Reputation: 276
I have a lot of files with text data pushed by azure IOT on a blob storage in a lot of folders, and I want to read them and have a delta lake table with one row for each line of a file. I used to read them file by file, but it takes too much time so I want to use spark to speed up this treatment. It needs to integrate a databricks workflow made in R.
I've found spark_read_text function to read text file, but it cannot recursively read directory, it only understand if all the files are in one directory.

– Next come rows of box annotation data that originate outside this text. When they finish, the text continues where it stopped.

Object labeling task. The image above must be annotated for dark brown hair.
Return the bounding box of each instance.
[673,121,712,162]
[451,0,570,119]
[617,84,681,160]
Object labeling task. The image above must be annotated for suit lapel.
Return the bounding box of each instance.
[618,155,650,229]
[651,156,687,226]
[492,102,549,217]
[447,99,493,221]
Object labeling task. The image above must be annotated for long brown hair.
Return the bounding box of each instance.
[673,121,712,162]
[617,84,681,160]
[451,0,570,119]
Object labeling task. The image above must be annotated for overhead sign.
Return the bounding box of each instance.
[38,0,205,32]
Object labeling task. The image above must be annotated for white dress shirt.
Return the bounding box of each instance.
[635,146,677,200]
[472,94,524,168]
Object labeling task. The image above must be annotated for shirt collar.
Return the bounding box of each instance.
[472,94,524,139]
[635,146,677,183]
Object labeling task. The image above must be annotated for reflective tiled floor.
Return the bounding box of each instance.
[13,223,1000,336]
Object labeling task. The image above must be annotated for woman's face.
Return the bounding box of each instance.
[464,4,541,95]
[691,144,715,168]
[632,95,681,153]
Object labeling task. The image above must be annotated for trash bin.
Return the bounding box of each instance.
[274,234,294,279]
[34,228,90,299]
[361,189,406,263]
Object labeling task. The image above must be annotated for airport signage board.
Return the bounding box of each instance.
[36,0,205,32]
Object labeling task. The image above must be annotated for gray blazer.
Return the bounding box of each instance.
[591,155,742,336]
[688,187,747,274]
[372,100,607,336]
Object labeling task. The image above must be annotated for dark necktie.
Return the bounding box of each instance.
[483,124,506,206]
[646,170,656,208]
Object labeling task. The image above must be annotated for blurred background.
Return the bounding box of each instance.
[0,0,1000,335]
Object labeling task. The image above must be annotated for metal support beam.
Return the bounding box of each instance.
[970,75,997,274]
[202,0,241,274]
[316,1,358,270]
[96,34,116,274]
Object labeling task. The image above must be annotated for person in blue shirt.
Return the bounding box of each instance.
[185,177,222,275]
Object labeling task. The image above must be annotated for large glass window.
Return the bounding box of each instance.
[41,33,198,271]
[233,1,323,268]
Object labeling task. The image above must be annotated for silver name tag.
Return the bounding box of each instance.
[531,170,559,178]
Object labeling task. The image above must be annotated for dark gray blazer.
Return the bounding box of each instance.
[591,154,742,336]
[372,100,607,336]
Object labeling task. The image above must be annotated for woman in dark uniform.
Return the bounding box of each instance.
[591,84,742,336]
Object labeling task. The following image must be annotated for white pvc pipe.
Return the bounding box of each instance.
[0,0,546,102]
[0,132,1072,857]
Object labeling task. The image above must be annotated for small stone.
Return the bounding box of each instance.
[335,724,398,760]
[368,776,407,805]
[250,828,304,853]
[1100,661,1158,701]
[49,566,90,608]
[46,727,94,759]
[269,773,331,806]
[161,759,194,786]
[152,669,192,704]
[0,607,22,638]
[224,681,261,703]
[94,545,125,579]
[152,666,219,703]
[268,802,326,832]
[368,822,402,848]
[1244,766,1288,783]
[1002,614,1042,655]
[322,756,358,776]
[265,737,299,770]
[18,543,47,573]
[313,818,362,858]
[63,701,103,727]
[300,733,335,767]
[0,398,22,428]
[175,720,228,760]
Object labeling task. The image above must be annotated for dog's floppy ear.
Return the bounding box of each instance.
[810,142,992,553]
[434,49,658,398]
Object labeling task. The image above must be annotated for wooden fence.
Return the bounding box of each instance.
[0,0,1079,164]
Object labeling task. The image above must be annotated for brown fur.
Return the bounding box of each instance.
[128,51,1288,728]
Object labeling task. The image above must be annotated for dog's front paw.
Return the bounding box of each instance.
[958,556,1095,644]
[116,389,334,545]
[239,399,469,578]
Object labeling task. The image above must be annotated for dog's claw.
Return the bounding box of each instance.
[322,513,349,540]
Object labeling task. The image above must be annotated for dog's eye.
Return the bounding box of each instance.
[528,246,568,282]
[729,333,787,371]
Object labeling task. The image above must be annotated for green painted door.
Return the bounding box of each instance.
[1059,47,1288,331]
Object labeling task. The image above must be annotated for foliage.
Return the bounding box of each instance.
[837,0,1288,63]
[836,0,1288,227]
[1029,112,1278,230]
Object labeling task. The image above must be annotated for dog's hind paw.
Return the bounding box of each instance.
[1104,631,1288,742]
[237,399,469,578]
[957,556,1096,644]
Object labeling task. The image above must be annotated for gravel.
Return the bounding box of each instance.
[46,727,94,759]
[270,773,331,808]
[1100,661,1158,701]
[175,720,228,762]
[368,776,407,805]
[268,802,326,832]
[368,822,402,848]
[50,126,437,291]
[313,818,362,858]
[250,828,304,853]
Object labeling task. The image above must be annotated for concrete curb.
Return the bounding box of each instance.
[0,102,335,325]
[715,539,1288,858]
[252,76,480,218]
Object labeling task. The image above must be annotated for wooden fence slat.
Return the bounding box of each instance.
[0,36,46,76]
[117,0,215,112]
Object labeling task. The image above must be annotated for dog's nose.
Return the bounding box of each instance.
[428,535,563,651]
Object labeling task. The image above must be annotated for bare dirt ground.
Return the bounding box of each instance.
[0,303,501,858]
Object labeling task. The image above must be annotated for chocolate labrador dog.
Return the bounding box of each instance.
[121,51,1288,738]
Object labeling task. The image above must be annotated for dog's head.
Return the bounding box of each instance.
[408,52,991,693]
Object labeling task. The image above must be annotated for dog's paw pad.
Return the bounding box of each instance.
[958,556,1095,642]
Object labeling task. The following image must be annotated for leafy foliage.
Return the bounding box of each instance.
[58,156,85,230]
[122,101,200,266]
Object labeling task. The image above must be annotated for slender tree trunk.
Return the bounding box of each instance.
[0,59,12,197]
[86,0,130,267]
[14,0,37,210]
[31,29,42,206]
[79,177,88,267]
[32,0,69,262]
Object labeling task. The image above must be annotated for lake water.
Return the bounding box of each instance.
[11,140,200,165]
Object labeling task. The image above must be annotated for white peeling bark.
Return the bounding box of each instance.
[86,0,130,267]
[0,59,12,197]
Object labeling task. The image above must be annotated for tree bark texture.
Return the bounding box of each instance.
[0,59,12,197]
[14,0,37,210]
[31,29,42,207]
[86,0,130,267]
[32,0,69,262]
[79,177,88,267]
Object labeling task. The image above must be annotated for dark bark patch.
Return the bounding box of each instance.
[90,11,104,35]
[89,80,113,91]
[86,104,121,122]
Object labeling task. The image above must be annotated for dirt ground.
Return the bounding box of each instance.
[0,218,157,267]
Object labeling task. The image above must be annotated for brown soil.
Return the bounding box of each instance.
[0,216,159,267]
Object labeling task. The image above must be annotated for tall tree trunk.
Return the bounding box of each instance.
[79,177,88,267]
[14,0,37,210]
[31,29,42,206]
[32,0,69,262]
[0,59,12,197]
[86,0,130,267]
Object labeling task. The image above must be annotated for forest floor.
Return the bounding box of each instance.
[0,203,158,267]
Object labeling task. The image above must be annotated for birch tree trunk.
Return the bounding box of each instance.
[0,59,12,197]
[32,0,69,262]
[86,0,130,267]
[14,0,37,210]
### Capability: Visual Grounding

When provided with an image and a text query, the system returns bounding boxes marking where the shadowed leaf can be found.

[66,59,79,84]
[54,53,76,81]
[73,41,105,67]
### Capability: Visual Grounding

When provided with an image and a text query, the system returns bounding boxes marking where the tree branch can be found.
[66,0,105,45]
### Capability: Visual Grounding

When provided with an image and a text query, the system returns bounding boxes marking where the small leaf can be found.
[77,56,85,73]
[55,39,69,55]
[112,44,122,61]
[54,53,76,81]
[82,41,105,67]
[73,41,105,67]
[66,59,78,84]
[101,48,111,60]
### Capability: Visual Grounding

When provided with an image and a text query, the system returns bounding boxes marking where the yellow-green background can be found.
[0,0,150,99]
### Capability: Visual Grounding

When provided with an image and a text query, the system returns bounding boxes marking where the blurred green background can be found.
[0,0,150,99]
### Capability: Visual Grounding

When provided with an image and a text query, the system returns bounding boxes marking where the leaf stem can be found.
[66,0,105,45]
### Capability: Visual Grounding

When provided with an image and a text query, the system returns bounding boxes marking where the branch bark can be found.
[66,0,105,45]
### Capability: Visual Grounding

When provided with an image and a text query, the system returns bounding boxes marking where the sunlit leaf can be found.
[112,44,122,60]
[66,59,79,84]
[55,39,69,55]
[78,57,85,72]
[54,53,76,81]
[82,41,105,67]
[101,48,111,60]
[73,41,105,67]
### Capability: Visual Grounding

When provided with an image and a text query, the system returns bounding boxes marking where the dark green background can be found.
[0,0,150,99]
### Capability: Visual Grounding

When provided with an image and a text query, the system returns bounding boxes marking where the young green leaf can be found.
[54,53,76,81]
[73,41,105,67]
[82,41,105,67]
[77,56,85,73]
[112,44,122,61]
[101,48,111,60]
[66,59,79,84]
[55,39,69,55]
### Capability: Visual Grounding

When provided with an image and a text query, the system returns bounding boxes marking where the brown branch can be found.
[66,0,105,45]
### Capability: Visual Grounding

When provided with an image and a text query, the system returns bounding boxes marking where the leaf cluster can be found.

Here is an example of a file path (appid/partition/year/month/day/hour/minute/file): app_id/10/2023/02/06/08/42/gdedir22hccjq
Partition is a random folder (there is around 30 of them right now) that azure IoT seems to create to treat data in parallel, so data for the same date can be split in several folders, which does not simplify the reading efficiency.
So the only function I found to do that is spark.textFile
, which works with jokers and recursively handle directories. The only problem is that it return a RDD, and I can't find a way to transform it to a spark dataframe, which could ultimatly be accessed using a tbl_spark
R object.
Here is what I did so far:
You need to set the config to recursively read the folder (here I do this on databricks in a dedicate python cell):
%py
sc._jsc.hadoopConfiguration().set("mapreduce.input.fileinputformat.input.dir.recursive", "true")
Then I can create a RDD:
j_rdd <- spark_context(sc) %>%
invoke("textFile", "/mnt/my_cont/app_id/*/2022/11/17/*", 10L)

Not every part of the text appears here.